Reconciliation between valuations
plus: Other taxes on production
minus: Other subsidies on production
equals: Value of gross output at basic prices
plus: Taxes on products (excluding any VAT or similar deductible taxes invoiced to the purchaser)
minus: Subsidies on products
equals: Value of gross output at producers’ prices
plus: Transport cost from seller to buyer
equals: Value of gross output at purchasers’ prices
Business Demographics
Term Definition
Establishment An establishment is the smallest production unit in the economic system. It is defined as a unit that produces one (or mainly one) product at a single location.
Enterprise An enterprise is an independent legal unit. It may consist of one or more establishments. Business accounts are generally prepared at the level of the enterprise and not at the level of the individual establishment as various types of financial and other information is not available for each establishment.
Owner The owners of an enterprise are the persons and/or institutions that established the enterprise, or bought (par of) it at a later date. Owners of household enterprises mostly also work in their enterprises, but without receiving fixed wages or salaries. Owners of incorporated enterprises often do not work in their enterprises but if they do, will become employees of their own companies.
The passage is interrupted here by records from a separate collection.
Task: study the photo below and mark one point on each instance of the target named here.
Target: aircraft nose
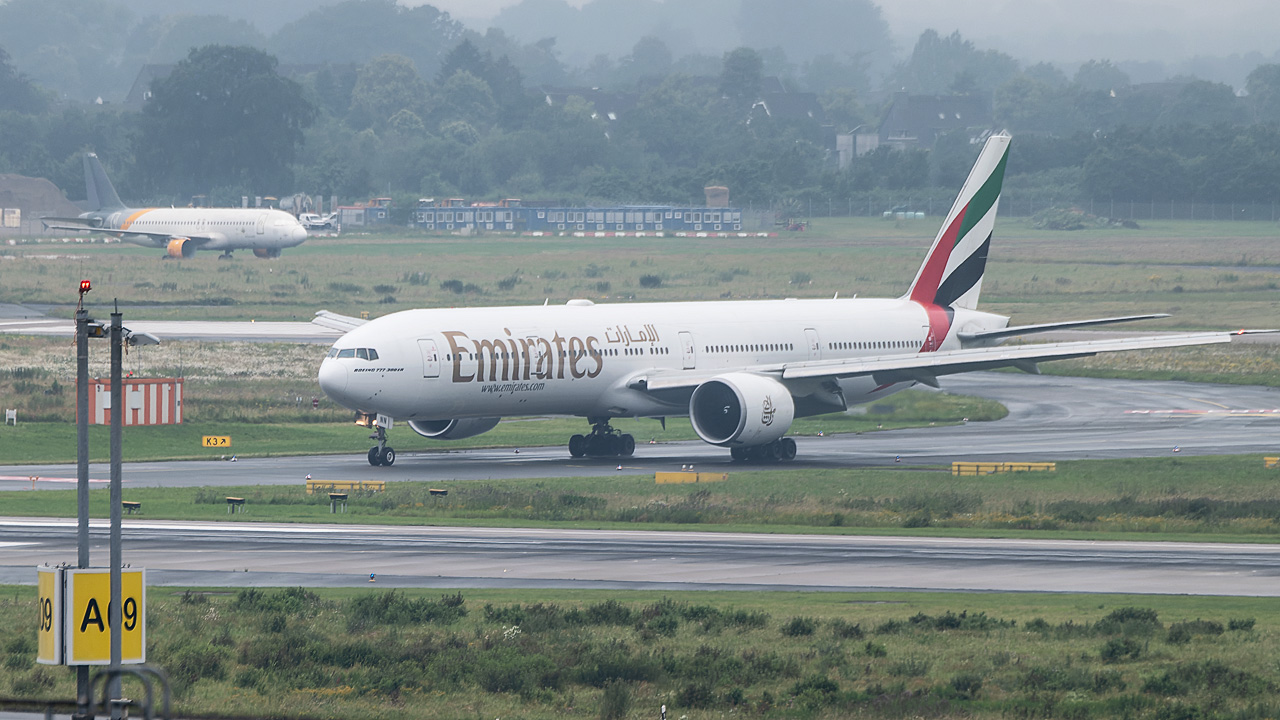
(333, 381)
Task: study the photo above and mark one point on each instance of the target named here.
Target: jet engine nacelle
(181, 247)
(453, 429)
(741, 409)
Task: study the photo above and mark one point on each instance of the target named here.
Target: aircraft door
(810, 337)
(688, 351)
(430, 358)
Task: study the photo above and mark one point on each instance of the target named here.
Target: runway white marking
(44, 479)
(1219, 413)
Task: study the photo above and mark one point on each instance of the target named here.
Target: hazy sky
(1060, 31)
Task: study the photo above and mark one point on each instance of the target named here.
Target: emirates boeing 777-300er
(181, 231)
(741, 370)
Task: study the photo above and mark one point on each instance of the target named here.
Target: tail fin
(951, 274)
(101, 195)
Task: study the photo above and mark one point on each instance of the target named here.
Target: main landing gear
(380, 454)
(776, 451)
(602, 442)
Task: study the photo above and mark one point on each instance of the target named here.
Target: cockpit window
(362, 352)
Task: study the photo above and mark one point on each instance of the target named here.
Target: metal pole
(114, 609)
(82, 689)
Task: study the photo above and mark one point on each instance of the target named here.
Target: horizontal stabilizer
(924, 367)
(336, 322)
(1048, 327)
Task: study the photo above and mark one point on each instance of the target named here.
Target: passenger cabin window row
(872, 345)
(362, 352)
(758, 347)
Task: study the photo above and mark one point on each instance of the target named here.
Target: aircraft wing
(1047, 327)
(336, 322)
(926, 367)
(161, 237)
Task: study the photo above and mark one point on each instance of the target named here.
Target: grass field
(1201, 499)
(583, 654)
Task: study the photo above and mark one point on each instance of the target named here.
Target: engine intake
(741, 409)
(453, 429)
(181, 247)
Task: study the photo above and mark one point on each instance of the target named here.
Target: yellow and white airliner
(741, 370)
(181, 231)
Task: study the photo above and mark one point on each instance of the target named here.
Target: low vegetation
(1203, 499)
(551, 654)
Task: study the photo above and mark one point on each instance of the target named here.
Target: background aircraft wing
(336, 322)
(926, 367)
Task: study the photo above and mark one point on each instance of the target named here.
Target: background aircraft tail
(101, 195)
(951, 274)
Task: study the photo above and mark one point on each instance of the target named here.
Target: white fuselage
(228, 228)
(579, 359)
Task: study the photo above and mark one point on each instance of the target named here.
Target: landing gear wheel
(602, 442)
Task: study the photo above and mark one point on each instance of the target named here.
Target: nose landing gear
(776, 451)
(380, 454)
(603, 441)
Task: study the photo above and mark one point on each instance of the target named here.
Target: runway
(274, 555)
(1050, 418)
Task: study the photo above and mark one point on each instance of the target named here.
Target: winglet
(101, 195)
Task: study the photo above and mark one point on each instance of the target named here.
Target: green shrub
(609, 613)
(967, 684)
(816, 683)
(695, 696)
(846, 630)
(798, 627)
(910, 668)
(1129, 621)
(1119, 650)
(616, 701)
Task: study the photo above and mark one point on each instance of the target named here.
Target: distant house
(141, 90)
(917, 121)
(607, 105)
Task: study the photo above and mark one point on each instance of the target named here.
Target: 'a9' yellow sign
(88, 633)
(50, 607)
Business accounting (International Accounting Standards – IAS)
Term Definition
Revenue Revenue is the total amount of money a business receives as a result of the sales of its goods and/or services, net of discounts given, over a certain period of time. The calculation excludes VAT and similar taxes. The terms Turnover and Income have similar meanings but are mostly used in different countries.
Cost of revenue Cost of revenue refers to the total cost of manufacturing and delivering a product or service to consumers. It is designed to represent the direct costs associated with the goods and services the company provides. Often the term income is used instead of revenues.
Profit or loss Profit or loss is defined as the total of income less expenses. (Revenue – Cost of revenue)
Some observations on accounting methods for National Accounts and Business Accounts.
Accounting Method Observation Reconciliation
Gross Output and Revenue In National Accounting, the gross output is the sum of the production of different goods and services by a company during the period while in business accounting revenue is recording the sales of these products and services during the same period. The difference between the two concepts is the treatment of the change in inventories of finished goods. For service industries there are basically no inventories of finished goods and therefore, Gross Output generally equals Revenue. Gross Output minus the change in inventories of finished products equals Revenue for the period.
Valuation of inventories of finished goods Inventories of finished products in business accounting are valued at the cost of production, that is, only including the cost of purchase, direct manufacturing costs and transport and excludes such items as marketing, research, selling and administrative expenses, etc. In practice, that means that inventories of finished goods often are valued at half their sales value or less. In national accounting, valuations should be at basic or producer prices, which both are substantially higher than the cost of production given in the company financial statements. In business accounts, inventories are required to be stated at the lower of cost (as described above) and net realisable value.
Value added tax (VAT) and similar deductible taxes Value added tax is not included in the value of output of an establishment in the national accounts nor in the revenue of an enterprise in the business accounts.